Os depósitos em moeda estrangeira na China aumentaram para US$ 1,18 trilhão até o final de julho, um salto de 17,9% em relação ao ano anterior. Essa parede de dólares, alimentada por superávits comerciais recorde, precisava de um destino. A dívida do governo dos EUA, com rendimentos acima de 4,7%, revelou-se um destino bastante atraente.
A jogada da taxa de depósito
Por anos, os cinco maiores bancos estatais da China mantiveram as taxas de depósito em dólar limitadas a 2,8%, um teto que estava em vigor desde 2023. Isso mudou em junho, quando os bancos começaram a oferecer taxas acima de 3% para saldos superiores a US$ 50.000.
A matemática fazia sentido para os depositantes. As taxas de depósito em yuan nos principais bancos estatais estão em apenas 0,95%. Guardar seu dinheiro em dólares a mais de três vezes essa taxa não exige um diploma em finanças para ser apreciado.
Para os bancos, esses depósitos criaram um novo problema: o que fazer com todos esses dólares. Ativos seguros domésticos denominados em moeda estrangeira são escassos na China. Fontes bancárias descreveram a situação como algo semelhante a uma “fome” de opções domésticas seguras, o que naturalmente impeliu os bancos em direção ao mercado de títulos mais profundo e líquido do planeta.
Por que títulos do tesouro, por que agora
A rentabilidade do título do Tesouro dos EUA de 10 anos subiu mais de 30 pontos base para 4,76% desde o início de junho, impulsionada por preocupações persistentes com a inflação e uma perspectiva de crescimento mais otimista nos EUA. Para os bancos chineses que detêm depósitos em dólar pagando pouco mais de 3%, comprar títulos do Tesouro a quase 4,8% cria um spread saudável.

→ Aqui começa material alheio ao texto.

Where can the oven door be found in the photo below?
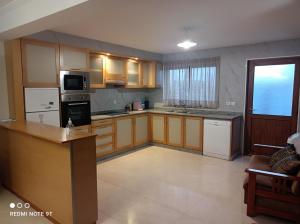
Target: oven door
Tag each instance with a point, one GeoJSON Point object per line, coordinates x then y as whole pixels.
{"type": "Point", "coordinates": [78, 111]}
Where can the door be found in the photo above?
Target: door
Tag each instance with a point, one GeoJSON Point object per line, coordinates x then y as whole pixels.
{"type": "Point", "coordinates": [175, 130]}
{"type": "Point", "coordinates": [272, 104]}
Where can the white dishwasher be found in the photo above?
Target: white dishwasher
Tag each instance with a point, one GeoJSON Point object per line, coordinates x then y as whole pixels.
{"type": "Point", "coordinates": [217, 138]}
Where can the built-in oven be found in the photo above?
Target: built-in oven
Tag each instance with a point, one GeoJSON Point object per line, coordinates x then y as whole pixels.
{"type": "Point", "coordinates": [76, 107]}
{"type": "Point", "coordinates": [74, 82]}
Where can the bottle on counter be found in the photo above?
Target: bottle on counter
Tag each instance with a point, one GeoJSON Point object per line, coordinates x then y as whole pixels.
{"type": "Point", "coordinates": [69, 126]}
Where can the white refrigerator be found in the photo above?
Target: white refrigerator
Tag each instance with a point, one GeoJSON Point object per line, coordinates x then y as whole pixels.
{"type": "Point", "coordinates": [42, 105]}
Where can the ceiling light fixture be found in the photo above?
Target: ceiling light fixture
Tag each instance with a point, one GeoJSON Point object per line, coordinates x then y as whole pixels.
{"type": "Point", "coordinates": [187, 44]}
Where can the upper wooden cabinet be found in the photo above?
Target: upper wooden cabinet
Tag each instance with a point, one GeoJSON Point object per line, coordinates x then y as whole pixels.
{"type": "Point", "coordinates": [115, 69]}
{"type": "Point", "coordinates": [148, 74]}
{"type": "Point", "coordinates": [72, 58]}
{"type": "Point", "coordinates": [97, 68]}
{"type": "Point", "coordinates": [40, 62]}
{"type": "Point", "coordinates": [133, 73]}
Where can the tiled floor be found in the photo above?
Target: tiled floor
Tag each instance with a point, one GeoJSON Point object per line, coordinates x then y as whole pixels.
{"type": "Point", "coordinates": [162, 186]}
{"type": "Point", "coordinates": [158, 185]}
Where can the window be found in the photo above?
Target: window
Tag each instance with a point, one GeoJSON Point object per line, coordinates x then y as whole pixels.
{"type": "Point", "coordinates": [191, 84]}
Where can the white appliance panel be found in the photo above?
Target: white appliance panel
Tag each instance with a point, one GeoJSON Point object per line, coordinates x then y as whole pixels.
{"type": "Point", "coordinates": [41, 99]}
{"type": "Point", "coordinates": [217, 137]}
{"type": "Point", "coordinates": [48, 117]}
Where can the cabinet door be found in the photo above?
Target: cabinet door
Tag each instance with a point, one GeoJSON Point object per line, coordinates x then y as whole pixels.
{"type": "Point", "coordinates": [158, 126]}
{"type": "Point", "coordinates": [72, 58]}
{"type": "Point", "coordinates": [97, 62]}
{"type": "Point", "coordinates": [175, 130]}
{"type": "Point", "coordinates": [141, 130]}
{"type": "Point", "coordinates": [124, 133]}
{"type": "Point", "coordinates": [193, 135]}
{"type": "Point", "coordinates": [104, 129]}
{"type": "Point", "coordinates": [40, 64]}
{"type": "Point", "coordinates": [133, 73]}
{"type": "Point", "coordinates": [115, 69]}
{"type": "Point", "coordinates": [149, 73]}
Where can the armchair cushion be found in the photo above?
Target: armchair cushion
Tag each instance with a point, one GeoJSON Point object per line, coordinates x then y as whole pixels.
{"type": "Point", "coordinates": [260, 162]}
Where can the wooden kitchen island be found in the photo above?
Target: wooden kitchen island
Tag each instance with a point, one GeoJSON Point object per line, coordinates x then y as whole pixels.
{"type": "Point", "coordinates": [50, 170]}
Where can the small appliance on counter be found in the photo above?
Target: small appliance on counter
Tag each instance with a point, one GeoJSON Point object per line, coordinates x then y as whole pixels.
{"type": "Point", "coordinates": [75, 98]}
{"type": "Point", "coordinates": [137, 105]}
{"type": "Point", "coordinates": [74, 82]}
{"type": "Point", "coordinates": [77, 108]}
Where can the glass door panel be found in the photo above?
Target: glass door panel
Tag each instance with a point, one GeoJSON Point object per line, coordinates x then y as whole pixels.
{"type": "Point", "coordinates": [273, 89]}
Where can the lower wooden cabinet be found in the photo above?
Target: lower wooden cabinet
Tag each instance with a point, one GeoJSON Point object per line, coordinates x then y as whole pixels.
{"type": "Point", "coordinates": [158, 128]}
{"type": "Point", "coordinates": [141, 130]}
{"type": "Point", "coordinates": [124, 132]}
{"type": "Point", "coordinates": [104, 129]}
{"type": "Point", "coordinates": [193, 133]}
{"type": "Point", "coordinates": [175, 130]}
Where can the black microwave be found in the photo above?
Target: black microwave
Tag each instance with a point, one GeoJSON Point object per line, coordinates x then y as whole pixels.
{"type": "Point", "coordinates": [74, 82]}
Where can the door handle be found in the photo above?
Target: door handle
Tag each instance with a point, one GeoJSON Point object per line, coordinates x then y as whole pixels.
{"type": "Point", "coordinates": [74, 104]}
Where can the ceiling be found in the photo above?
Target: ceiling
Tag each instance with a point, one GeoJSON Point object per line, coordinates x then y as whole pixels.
{"type": "Point", "coordinates": [158, 25]}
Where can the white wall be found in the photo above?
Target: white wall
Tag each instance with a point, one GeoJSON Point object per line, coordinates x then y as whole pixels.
{"type": "Point", "coordinates": [4, 109]}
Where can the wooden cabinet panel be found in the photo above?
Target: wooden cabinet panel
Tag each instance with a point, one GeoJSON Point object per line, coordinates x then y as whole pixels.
{"type": "Point", "coordinates": [72, 58]}
{"type": "Point", "coordinates": [193, 135]}
{"type": "Point", "coordinates": [124, 132]}
{"type": "Point", "coordinates": [104, 129]}
{"type": "Point", "coordinates": [175, 130]}
{"type": "Point", "coordinates": [158, 128]}
{"type": "Point", "coordinates": [115, 69]}
{"type": "Point", "coordinates": [97, 75]}
{"type": "Point", "coordinates": [40, 64]}
{"type": "Point", "coordinates": [141, 130]}
{"type": "Point", "coordinates": [148, 74]}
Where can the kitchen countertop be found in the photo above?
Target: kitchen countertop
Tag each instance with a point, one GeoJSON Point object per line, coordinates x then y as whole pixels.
{"type": "Point", "coordinates": [43, 131]}
{"type": "Point", "coordinates": [222, 115]}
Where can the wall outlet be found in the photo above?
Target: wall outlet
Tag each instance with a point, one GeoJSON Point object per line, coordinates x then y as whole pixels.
{"type": "Point", "coordinates": [230, 103]}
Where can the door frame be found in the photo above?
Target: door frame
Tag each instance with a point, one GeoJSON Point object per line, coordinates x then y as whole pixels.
{"type": "Point", "coordinates": [249, 97]}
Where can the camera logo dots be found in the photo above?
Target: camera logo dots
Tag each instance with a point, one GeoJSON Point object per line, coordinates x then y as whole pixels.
{"type": "Point", "coordinates": [19, 205]}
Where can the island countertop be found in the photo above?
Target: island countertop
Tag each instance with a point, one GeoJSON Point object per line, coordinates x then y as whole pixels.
{"type": "Point", "coordinates": [43, 131]}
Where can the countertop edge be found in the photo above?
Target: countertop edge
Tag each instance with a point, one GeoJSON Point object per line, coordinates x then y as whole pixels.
{"type": "Point", "coordinates": [60, 138]}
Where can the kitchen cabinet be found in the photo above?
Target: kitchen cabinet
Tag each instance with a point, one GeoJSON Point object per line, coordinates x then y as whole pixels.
{"type": "Point", "coordinates": [133, 74]}
{"type": "Point", "coordinates": [105, 135]}
{"type": "Point", "coordinates": [141, 135]}
{"type": "Point", "coordinates": [175, 130]}
{"type": "Point", "coordinates": [124, 132]}
{"type": "Point", "coordinates": [148, 74]}
{"type": "Point", "coordinates": [193, 133]}
{"type": "Point", "coordinates": [73, 58]}
{"type": "Point", "coordinates": [97, 75]}
{"type": "Point", "coordinates": [158, 128]}
{"type": "Point", "coordinates": [115, 70]}
{"type": "Point", "coordinates": [40, 63]}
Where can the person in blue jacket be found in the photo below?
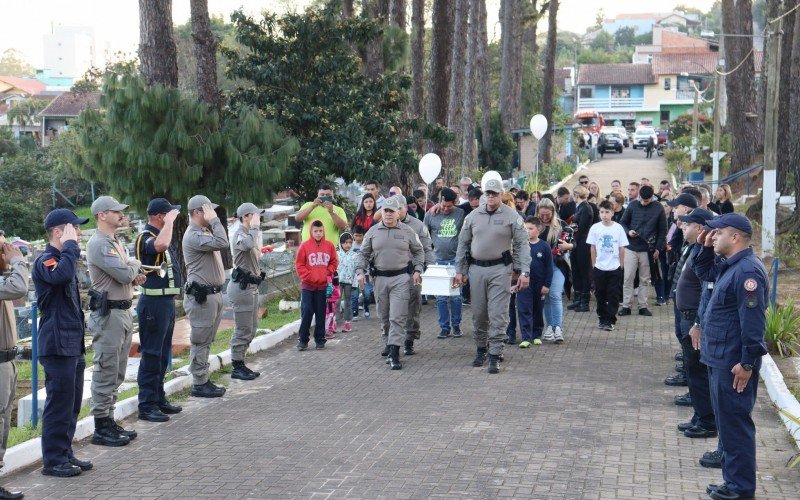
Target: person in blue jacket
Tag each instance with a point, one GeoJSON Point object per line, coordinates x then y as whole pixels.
{"type": "Point", "coordinates": [731, 345]}
{"type": "Point", "coordinates": [60, 341]}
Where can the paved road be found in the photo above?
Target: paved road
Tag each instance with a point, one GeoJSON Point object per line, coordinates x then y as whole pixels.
{"type": "Point", "coordinates": [587, 419]}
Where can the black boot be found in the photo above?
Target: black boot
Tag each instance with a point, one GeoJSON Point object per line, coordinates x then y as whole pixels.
{"type": "Point", "coordinates": [394, 357]}
{"type": "Point", "coordinates": [240, 371]}
{"type": "Point", "coordinates": [106, 435]}
{"type": "Point", "coordinates": [480, 357]}
{"type": "Point", "coordinates": [494, 363]}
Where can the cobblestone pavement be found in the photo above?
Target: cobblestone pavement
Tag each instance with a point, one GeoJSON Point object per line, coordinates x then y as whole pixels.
{"type": "Point", "coordinates": [589, 418]}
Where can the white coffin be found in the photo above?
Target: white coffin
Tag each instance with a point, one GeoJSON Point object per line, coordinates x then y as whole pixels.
{"type": "Point", "coordinates": [438, 280]}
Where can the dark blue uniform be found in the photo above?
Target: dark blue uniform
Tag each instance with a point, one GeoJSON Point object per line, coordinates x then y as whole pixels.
{"type": "Point", "coordinates": [733, 326]}
{"type": "Point", "coordinates": [61, 349]}
{"type": "Point", "coordinates": [156, 313]}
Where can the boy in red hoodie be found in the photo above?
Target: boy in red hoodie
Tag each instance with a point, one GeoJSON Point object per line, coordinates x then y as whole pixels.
{"type": "Point", "coordinates": [316, 260]}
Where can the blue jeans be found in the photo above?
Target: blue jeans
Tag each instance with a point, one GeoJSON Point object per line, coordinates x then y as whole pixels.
{"type": "Point", "coordinates": [449, 307]}
{"type": "Point", "coordinates": [553, 304]}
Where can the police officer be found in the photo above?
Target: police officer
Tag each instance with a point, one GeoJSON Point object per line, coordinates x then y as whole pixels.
{"type": "Point", "coordinates": [60, 341]}
{"type": "Point", "coordinates": [243, 287]}
{"type": "Point", "coordinates": [156, 309]}
{"type": "Point", "coordinates": [732, 344]}
{"type": "Point", "coordinates": [485, 255]}
{"type": "Point", "coordinates": [14, 286]}
{"type": "Point", "coordinates": [113, 276]}
{"type": "Point", "coordinates": [202, 242]}
{"type": "Point", "coordinates": [415, 290]}
{"type": "Point", "coordinates": [394, 251]}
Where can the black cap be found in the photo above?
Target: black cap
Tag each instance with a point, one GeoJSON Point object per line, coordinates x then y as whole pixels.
{"type": "Point", "coordinates": [684, 199]}
{"type": "Point", "coordinates": [160, 206]}
{"type": "Point", "coordinates": [61, 216]}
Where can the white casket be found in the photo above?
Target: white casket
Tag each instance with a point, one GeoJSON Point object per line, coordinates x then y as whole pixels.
{"type": "Point", "coordinates": [439, 280]}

O momento é notável porque as autoridades chinesas haviam anteriormente incentivado os bancos a limitar as compras de títulos do Tesouro em meio a tensões geopolíticas e de mercado mais amplas. Mas a onda atual de compras tem um caráter diferente dos episódios anteriores que atraíram atenção regulatória.
A principal distinção: essas compras são financiadas por depósitos em dólares dos clientes, não pela conversão de yuan em dólares. Quando os bancos convertem yuan para comprar ativos estrangeiros, exerce pressão de baixa sobre a moeda doméstica e desperta alertas no Banco Popular da China. Quando simplesmente aplicam dólares que os clientes depositaram voluntariamente, a ótica política é completamente diferente.
Essa estrutura também significa que a compra não enfraquece diretamente o yuan. Se algo, ao fornecer aos detentores de dólares um incentivo para manter seus fundos no sistema bancário em vez de transferi-los para o exterior, ajuda a estabilizar a liquidez de dólares no interior.
A imagem maior
O fato de que o superávit comercial da China continua gerando entradas massivas de dólares torna essa dinâmica autossustentável. Enquanto os exportadores chineses continuarem a ganhar mais dólares do que a economia pode absorver internamente, esses dólares precisam ser alocados em algum lugar seguro e líquido. Os títulos do Tesouro se encaixam melhor nesse papel do que quase qualquer outra coisa.
O spread entre um depósito em yuan de 0,95% e um tesouro de 4,76% é simplesmente muito amplo para os bancos ignorarem, independentemente das sensibilidades regulatórias.